Sunday is Mother’s Day—a day when mothers not only think about their own mothers, but also about their children. They feel their children’s pain.  I remember that when I called my mother to discuss a problem, she would ask “What’s wrong, Diane?” as soon as I said “Hi, Mom.”  Her ear was finely tuned to the tone of my voice.  She knew when I was in pain; she could hear it in my voice.  Mothers are like that.  Their concern for their children remains with them their entire lives.  They worry about them.  They pray for them, particularly if their children do not turn to the God who comforted them as children. Like St. Monica centuries ago who prayed for many years for her son, Augustine, they pray that their offspring will turn to God in difficult and challenging times, and that God will comfort them, heal them, and lead them to faith.

Motherhood is full of challenges. No one knew that better than Susanna Wesley.  She bore 19 children, 9 of whom died in infancy.  Their house burned down twice. The family was dogged with financial difficulties her entire adult life.  But despite these problems and many others, she wrote: “Help me, Lord, to make a true use of all disappointments and calamities in this life, in such a way that they may unite my heart more closely with thee.”[1]  She was a motivating and sustaining force behind her children, including John Wesley and Charles Wesley.  She was a strong woman who modeled her faith to her children and to others.

Mothers are well advised to heed Churchill’s words in 1941: “Never give in, never give in, never, never, never, never—in nothing, great or small, large or petty—never give in except to convictions of honor and good sense.” His quote is often translated to today’s parlance: “Never, never, never, never give up.”  Never give in to despair over your children. Never stop praying for them.
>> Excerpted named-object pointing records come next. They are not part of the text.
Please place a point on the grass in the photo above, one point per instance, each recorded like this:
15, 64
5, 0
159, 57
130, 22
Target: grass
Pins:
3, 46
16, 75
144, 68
Never give up on them.

This week’s Scripture lessons teach us to never give up on those who are rejected for their beliefs and who reject the righteous.[2] Jesus prepares his disciples for rejection and what is to come: “Do not let your hearts be troubled. Trust in God; trust also in me” (John 14: 1).

Peter reminds us of Psalm 118:22 in teaching how Jesus, the cornerstone, was rejected: “The stone the builders rejected has become the cornerstone. . .” (1 Peter 2: 7). Likewise, Stephen faced many who did not believe, and who persecuted him for his preaching of the gospel. He said to them: “You always resist the Holy Spirit.” (Acts 7: 51). But he continued teaching and preaching the gospel of Jesus Christ crucified, and was stoned to death. Paul, then known by his Hebrew name, Saul, witnessed the stoning: “And Saul was there giving approval to his death” (Acts 8: 60b).  Paul, who later became a pillar of the fledgling church, was at that time persecuting Christians. He is a prime example that God can reach out and change anyone—even a murderous enemy. Never, never, never, never give up on those you love.

Mother’s Day is a day to remember our own mothers—those who are still with us, and those who have passed on.  It is also a day for thanking God for our families—our spouse, children, and grandchildren. And it is a reminder to continue to pray for them—to never, never, never, never give up on those you love.  Happy Mother’s Day!

Diane Cieslikowski Reagan






[1] Eric Metaxas, 7 Women and the Secret of their Greatness (2015) Nelson Books, pp. 31-57). This book would make a great Mother’s Day gift.

[2] The Scripture texts for the 5th Sunday after Easter are Acts 6:1-9; 7:2a; 51-60; Psalm 146; 1 Peter 2:2-10; John 14: 1-14.